Поэтому, в самом конструктивном ключе, я спешу сообщить то, что всем придется по вкусу, а именно: Вина Апсара, когда-то на пляже Джуху осыпавшая оскорблениями всё индийское, теперь, живя на вилле «Фракия», постепенно влюбилась в великую страну происхождения своего биологического отца. Ормуса Каму ей пришлось ждать до своего шестнадцатилетия, но эта, другая, любовь не требовала ожидания, и Вина отдалась ей незамедлительно.

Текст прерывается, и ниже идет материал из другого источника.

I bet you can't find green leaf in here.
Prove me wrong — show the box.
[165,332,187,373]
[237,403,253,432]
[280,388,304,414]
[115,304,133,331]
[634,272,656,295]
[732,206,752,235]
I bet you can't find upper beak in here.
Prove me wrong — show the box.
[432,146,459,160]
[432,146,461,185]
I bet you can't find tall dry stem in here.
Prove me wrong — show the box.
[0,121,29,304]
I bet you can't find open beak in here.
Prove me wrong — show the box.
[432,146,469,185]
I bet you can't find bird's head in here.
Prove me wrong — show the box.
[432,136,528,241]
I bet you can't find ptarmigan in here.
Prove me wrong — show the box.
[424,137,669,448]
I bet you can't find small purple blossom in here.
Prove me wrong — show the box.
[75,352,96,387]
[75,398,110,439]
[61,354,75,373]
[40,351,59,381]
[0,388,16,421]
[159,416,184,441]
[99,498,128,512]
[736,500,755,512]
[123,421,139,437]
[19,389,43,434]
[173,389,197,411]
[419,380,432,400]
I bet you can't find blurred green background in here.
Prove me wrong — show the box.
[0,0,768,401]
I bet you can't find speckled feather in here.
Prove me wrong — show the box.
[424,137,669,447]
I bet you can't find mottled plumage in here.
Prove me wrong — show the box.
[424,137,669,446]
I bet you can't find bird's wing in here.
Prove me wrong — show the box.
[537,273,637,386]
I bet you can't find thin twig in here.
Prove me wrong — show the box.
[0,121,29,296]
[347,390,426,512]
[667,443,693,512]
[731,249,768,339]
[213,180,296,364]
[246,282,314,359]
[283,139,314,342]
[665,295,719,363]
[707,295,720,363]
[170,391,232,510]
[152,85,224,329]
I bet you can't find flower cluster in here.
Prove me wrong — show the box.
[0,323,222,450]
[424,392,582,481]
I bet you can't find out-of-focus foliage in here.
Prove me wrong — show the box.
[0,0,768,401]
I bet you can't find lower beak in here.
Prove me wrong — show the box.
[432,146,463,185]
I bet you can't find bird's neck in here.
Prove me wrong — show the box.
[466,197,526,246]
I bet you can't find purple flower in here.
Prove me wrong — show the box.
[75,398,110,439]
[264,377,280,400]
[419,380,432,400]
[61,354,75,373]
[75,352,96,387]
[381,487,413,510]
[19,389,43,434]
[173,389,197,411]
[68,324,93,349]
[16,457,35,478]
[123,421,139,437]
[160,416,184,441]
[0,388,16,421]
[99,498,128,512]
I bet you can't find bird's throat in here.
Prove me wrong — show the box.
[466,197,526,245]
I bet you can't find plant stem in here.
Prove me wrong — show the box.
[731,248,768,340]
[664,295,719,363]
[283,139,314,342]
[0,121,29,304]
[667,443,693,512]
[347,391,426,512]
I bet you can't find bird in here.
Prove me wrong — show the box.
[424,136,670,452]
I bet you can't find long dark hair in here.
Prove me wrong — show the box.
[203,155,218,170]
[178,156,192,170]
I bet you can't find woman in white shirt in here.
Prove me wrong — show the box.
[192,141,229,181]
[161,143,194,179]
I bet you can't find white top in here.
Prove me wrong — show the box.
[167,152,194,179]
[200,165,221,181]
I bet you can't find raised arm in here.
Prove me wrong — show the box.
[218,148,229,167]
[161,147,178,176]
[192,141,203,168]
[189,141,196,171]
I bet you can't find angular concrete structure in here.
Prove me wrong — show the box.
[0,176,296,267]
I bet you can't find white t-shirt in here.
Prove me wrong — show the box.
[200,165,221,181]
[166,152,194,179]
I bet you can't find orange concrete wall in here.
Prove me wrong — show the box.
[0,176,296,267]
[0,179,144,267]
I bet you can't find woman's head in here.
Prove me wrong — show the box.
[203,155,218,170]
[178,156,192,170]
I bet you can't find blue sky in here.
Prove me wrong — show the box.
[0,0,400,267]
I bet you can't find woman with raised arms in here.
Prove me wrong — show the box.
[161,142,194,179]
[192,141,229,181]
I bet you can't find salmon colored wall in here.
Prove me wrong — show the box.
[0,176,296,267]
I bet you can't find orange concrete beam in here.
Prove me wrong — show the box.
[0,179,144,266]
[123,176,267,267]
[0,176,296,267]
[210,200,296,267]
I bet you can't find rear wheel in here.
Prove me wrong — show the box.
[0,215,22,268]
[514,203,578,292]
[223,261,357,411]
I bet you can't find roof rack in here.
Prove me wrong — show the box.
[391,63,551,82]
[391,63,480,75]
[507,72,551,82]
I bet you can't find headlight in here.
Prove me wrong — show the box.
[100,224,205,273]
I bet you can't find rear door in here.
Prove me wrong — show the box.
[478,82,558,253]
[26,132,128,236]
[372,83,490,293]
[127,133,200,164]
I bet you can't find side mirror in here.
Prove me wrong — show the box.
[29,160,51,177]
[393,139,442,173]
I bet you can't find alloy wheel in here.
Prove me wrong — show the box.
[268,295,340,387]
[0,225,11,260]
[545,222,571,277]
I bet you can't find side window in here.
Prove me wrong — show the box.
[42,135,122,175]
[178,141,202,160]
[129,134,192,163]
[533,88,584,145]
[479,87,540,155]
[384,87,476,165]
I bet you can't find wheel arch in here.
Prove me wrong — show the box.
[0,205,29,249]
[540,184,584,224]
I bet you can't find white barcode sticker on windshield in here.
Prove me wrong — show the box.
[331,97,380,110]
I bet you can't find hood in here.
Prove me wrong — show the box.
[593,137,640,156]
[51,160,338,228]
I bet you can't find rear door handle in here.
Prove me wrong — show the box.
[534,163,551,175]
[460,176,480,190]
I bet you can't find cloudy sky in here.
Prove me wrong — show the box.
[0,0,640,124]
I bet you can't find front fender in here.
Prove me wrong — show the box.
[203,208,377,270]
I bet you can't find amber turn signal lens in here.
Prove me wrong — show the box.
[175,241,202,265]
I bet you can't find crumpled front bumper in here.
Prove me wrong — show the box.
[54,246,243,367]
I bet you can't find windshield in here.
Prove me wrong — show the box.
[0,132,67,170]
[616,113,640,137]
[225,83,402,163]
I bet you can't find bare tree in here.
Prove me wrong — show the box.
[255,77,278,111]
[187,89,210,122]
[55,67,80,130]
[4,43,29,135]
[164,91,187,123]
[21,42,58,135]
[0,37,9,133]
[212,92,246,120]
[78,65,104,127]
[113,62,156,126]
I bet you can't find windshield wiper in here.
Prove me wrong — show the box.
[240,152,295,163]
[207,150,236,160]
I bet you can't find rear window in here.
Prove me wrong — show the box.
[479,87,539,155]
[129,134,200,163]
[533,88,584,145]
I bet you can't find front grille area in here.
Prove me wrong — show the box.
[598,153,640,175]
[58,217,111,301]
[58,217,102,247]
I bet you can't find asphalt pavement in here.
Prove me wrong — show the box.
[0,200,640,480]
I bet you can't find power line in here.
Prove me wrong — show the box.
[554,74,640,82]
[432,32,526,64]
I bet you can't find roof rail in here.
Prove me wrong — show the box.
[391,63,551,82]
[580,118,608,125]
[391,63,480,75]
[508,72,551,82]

До последнего дня ее жизни я видел в ней то своенравное, неуправляемое существо, которое появилось тогда на пороге нашего дома и, казалось, готово было в любой момент убежать. Она была как утопающий, как раненый на поле битвы! Ее личность, словно зеркало, была вдребезги разбита кулаком судьбы. Ее имя, мать, семья, ее чувство места и дома, безопасности и принадлежности к чему-то, ее вера в то, что она любима, вера в будущее — выдернуты из-под ног, будто коврик. Она плавала в вакууме, лишенная происхождения, истории, цепляясь за пустоту, пытаясь хоть как-то заявить о себе. Диковинка. Она напоминала мне какого-нибудь матроса Колумба — готовая взбунтоваться, постоянно пребывавшая в страхе, что вот-вот сорвется с края земли, тоскливо глядящая вдаль из «вороньего гнезда» в подзорную трубу с надеждой увидеть землю и не видящая ничего, кроме текучей пустоты. Позже, уже став знаменитой, она сама часто поминала Колумба. «Он отправился на поиски индийцев, а нашел Америку. Я никуда не собиралась, а нашла индийцев даже больше, чем требовалось». Острый язык Вины, ее меткие словечки. Все это было у нее уже в двенадцать лет.

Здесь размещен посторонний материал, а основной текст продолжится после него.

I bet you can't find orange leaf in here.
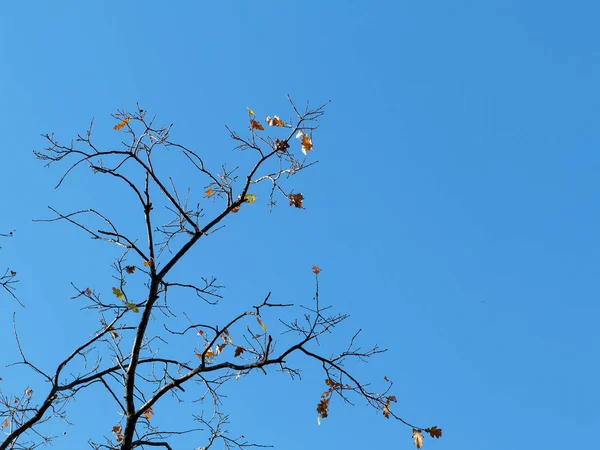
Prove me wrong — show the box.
[256,316,267,331]
[144,406,154,420]
[248,119,265,130]
[424,426,442,439]
[413,429,423,448]
[113,117,131,130]
[265,116,285,127]
[288,194,304,208]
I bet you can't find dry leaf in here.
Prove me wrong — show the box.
[424,426,442,439]
[144,406,154,420]
[288,194,304,208]
[413,429,423,448]
[256,316,267,331]
[113,117,131,130]
[113,288,125,300]
[248,119,265,130]
[265,116,285,127]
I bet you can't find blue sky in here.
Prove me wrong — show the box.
[0,0,600,450]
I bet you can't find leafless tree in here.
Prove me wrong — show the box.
[0,100,441,450]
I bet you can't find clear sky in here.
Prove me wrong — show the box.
[0,0,600,450]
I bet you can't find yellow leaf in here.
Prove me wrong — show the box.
[265,116,285,127]
[144,406,154,420]
[300,134,312,155]
[288,193,304,208]
[113,117,131,130]
[256,316,267,331]
[248,119,265,130]
[125,302,140,312]
[413,429,423,448]
[215,344,227,356]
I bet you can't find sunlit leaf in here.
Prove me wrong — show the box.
[125,302,140,313]
[424,426,442,439]
[413,429,423,448]
[113,117,131,130]
[244,194,256,204]
[113,288,125,300]
[265,116,285,127]
[256,316,267,331]
[288,193,304,208]
[248,119,265,131]
[144,406,154,420]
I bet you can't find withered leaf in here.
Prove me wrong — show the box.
[413,429,423,448]
[288,193,304,208]
[113,117,131,131]
[248,119,265,131]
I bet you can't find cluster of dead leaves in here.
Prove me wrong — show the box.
[412,426,442,448]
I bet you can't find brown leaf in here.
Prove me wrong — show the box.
[288,194,304,208]
[424,426,442,439]
[413,428,423,448]
[248,119,265,131]
[113,117,131,131]
[383,405,390,419]
[265,116,285,127]
[144,406,154,420]
[215,344,227,356]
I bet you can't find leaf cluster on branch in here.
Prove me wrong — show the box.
[0,100,442,450]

Она была набита, словно лоскутками, обрывками тех личностей, которыми могла бы стать. Иногда она по целым дням сидела в углу, потерянная, похожая на марионетку с обрезанными нитями, а когда снова приходила в движение, то совершенно невозможно было предсказать, что за человек под ее кожей на этот раз. Мягкий или жесткий, безмятежный или вздорный, веселый или грустный: своей непредсказуемостью она могла соперничать с Морским Старцем, что преображается снова и снова всякий раз, когда пытаешься его схватить, потому что знает: если тебе это удастся, ему придется исполнить твое самое заветное желание. К счастью для нее, она нашла Ормуса, который крепко держал ее душу. Даже не дотронувшись до ее тела, пока она не перестала преображаться — из океана в огонь, из огня в снежную лавину, из лавины в ветер; пока не стала самой собой на следующий день после того, как ей исполнилось шестнадцать, в его объятиях. Она выполнила свою часть уговора и, на одну ночь, дала ему то, чего жаждала его душа.

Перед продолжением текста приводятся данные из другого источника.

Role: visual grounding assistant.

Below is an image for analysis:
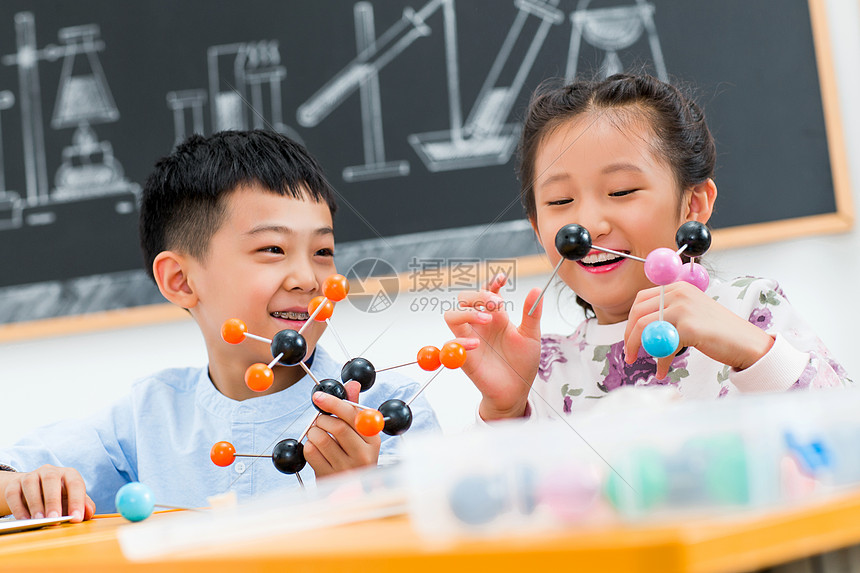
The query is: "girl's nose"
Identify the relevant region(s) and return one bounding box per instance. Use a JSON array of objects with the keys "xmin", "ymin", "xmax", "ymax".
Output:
[{"xmin": 572, "ymin": 202, "xmax": 612, "ymax": 241}]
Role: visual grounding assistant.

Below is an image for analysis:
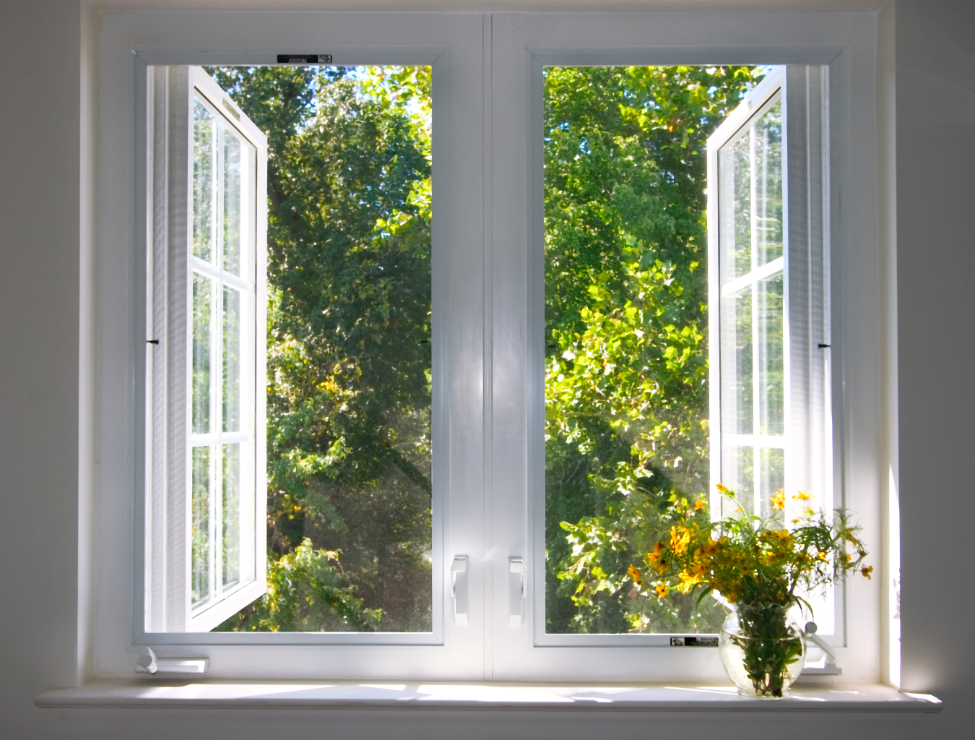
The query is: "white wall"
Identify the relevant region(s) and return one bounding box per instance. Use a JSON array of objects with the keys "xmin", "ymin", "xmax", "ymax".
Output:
[
  {"xmin": 895, "ymin": 0, "xmax": 975, "ymax": 738},
  {"xmin": 0, "ymin": 0, "xmax": 81, "ymax": 737},
  {"xmin": 0, "ymin": 0, "xmax": 975, "ymax": 738}
]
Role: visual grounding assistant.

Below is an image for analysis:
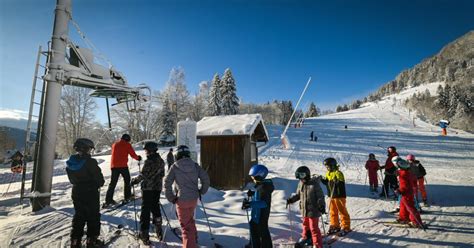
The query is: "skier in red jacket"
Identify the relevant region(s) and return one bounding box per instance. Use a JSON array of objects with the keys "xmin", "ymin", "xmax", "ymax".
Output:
[
  {"xmin": 103, "ymin": 134, "xmax": 142, "ymax": 207},
  {"xmin": 365, "ymin": 153, "xmax": 380, "ymax": 192},
  {"xmin": 380, "ymin": 146, "xmax": 398, "ymax": 197},
  {"xmin": 392, "ymin": 156, "xmax": 422, "ymax": 227}
]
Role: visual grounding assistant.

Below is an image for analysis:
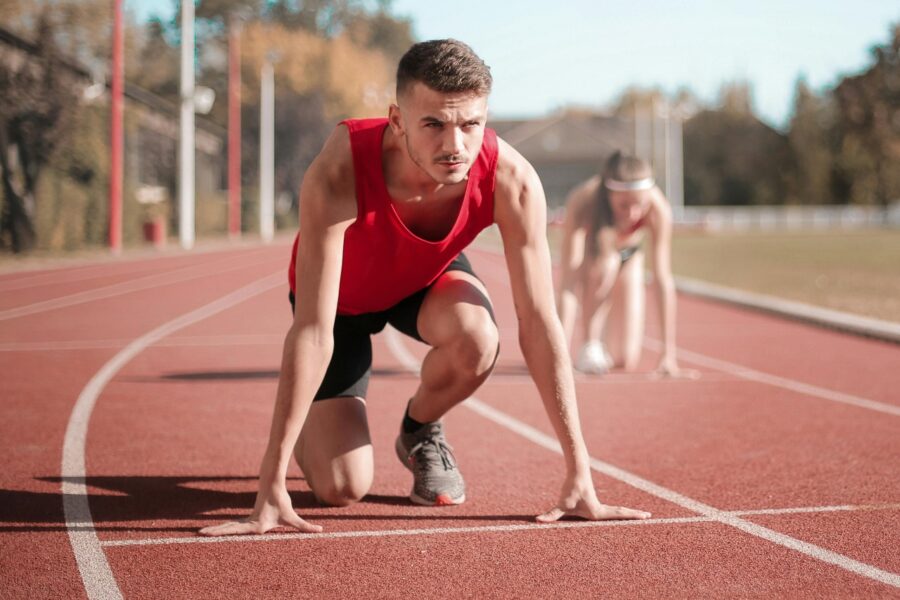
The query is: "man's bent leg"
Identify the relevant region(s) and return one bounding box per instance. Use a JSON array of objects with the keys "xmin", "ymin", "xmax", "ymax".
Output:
[
  {"xmin": 294, "ymin": 397, "xmax": 374, "ymax": 506},
  {"xmin": 409, "ymin": 271, "xmax": 499, "ymax": 423}
]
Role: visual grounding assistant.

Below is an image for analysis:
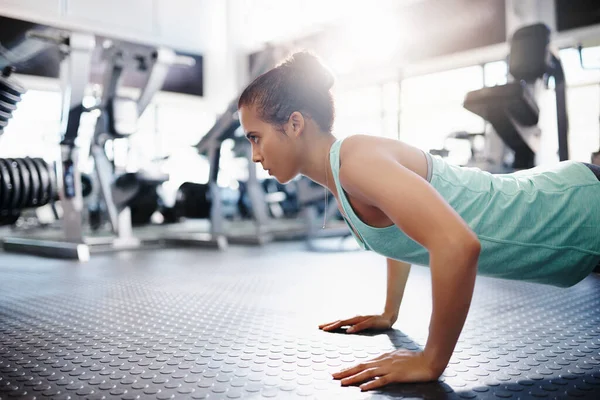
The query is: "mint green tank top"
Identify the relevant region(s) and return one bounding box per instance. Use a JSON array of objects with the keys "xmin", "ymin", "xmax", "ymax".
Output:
[{"xmin": 330, "ymin": 140, "xmax": 600, "ymax": 287}]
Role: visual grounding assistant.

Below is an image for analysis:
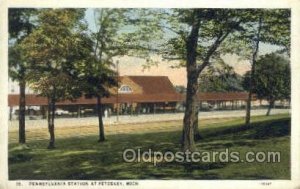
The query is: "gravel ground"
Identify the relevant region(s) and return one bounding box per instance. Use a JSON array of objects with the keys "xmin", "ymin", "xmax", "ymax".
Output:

Она уже знала, что попала в беду. Что дерзость, презрение к окружающим, нигилизм и непредсказуемость ее никак не украшают, она уже поняла сама. Но по-своему, несмотря на все свое внешнее безразличие и вызывающее поведение, она была конструктивной личностью, и я думаю, что ее героический акт самосозидания в большой степени стал возможен благодаря жизни chez nous [68], в семье, где постоянно велись разговоры о строительстве (в те дни Виви и Амир начали работу над огромным кинотеатром «Орфей» — проектом, ставшим для них началом конца). В качестве скрепляющего вещества для своей постройки она воспользовалась тем, что было под рукой, так сказать местным, индийским, материалом. В результате получилась «Вина Апсара» — богиня, Галатея, в которую влюбится, вслед за мной и Ормусом, весь мир.